Ainsi reconstituer l'Histoire, signifie être au plus près de la réalité. Enfin nous
constatons dans les deux films, l'importance d’une musique extra diégétique pour
conférer à ceux-ci, une vision à la fois lyrique et dramatique.

En revanche le film de Steven Spielberg, La Liste de Schindler (film postérieur
à les Uns et les Autres et Partir Revenir, mais antérieur aux Misérables de Lelouch)
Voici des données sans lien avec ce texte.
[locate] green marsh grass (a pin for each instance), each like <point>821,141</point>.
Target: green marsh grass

est un film que Lelouch a dû s'inspirer de loin, au moment du tournage des
Misérables (même si les séquences d'embarquement des juifs, dans les trains vers
Auschwitz semblent équivalentes). Pourtant il est nécessaire de parler un peu de
cette autre vision de l’Holocauste, afin de comprendre comment le cinéma selon
Spielberg, reconstitue l’Histoire à travers l’innommable et l'irreprésentable. Chez
Spielberg il y à tout d'abord, cette notion d'éthique et de morale ; voir ainsi la
séquence d'adieu entre Oscar Schindler et Isaac Stern son secrétaire, lui remettant
une bague en hébreu où est inscrite la mention « quiconque sauve une vie, sauve
l'humanité tout entière ».

Tout le film est ancré par cette dimension humaniste et morale. Le film est
basé sur une histoire vraie, Oscar Schindler a vraiment existé et sauvé 1100 juifs.
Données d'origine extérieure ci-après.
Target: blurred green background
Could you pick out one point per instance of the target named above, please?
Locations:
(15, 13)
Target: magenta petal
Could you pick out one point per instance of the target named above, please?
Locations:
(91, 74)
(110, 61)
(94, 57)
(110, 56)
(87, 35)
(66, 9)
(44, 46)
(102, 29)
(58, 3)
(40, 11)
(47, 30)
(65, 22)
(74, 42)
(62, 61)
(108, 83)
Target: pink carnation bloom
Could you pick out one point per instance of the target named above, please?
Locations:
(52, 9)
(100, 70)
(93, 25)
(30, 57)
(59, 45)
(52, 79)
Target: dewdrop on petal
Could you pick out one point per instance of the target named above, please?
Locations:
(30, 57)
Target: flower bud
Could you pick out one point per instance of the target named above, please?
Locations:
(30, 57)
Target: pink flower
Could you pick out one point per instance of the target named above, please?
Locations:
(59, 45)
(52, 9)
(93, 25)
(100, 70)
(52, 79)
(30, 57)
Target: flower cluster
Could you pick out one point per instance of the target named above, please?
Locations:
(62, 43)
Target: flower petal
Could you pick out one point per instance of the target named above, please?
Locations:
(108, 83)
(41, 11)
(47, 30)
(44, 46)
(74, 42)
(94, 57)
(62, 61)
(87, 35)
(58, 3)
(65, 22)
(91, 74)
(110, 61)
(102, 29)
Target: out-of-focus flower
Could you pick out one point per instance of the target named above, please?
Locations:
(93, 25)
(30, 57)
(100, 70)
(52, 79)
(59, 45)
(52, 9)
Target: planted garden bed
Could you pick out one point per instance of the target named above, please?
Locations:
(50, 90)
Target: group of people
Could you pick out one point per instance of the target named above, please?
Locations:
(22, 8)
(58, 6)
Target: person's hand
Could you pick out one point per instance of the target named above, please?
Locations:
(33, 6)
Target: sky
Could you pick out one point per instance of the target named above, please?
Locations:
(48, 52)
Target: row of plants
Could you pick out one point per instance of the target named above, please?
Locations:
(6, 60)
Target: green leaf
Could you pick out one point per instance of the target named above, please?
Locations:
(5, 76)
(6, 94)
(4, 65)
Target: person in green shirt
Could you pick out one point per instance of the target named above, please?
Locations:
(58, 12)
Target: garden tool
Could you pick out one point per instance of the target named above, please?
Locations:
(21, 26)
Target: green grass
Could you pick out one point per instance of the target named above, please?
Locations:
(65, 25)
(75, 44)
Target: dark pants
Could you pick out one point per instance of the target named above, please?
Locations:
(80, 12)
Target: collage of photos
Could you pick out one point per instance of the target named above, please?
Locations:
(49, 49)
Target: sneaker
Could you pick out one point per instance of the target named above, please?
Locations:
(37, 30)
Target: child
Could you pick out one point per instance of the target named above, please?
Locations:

Au début du film, le personnage de Schindler (incarné par Liam Neesson) est un
industriel nazi qui ne pense qu'au profit et à l’argent, ce n'est que petit à petit qu'il
va aller vers la rédemption en décidant de sauver les ouvriers juifs. Voir ainsi la
séquence de la rafle dans le ghetto : Oscar Schindler est témoins du massacre et
à partir de là, son regard change progressivement.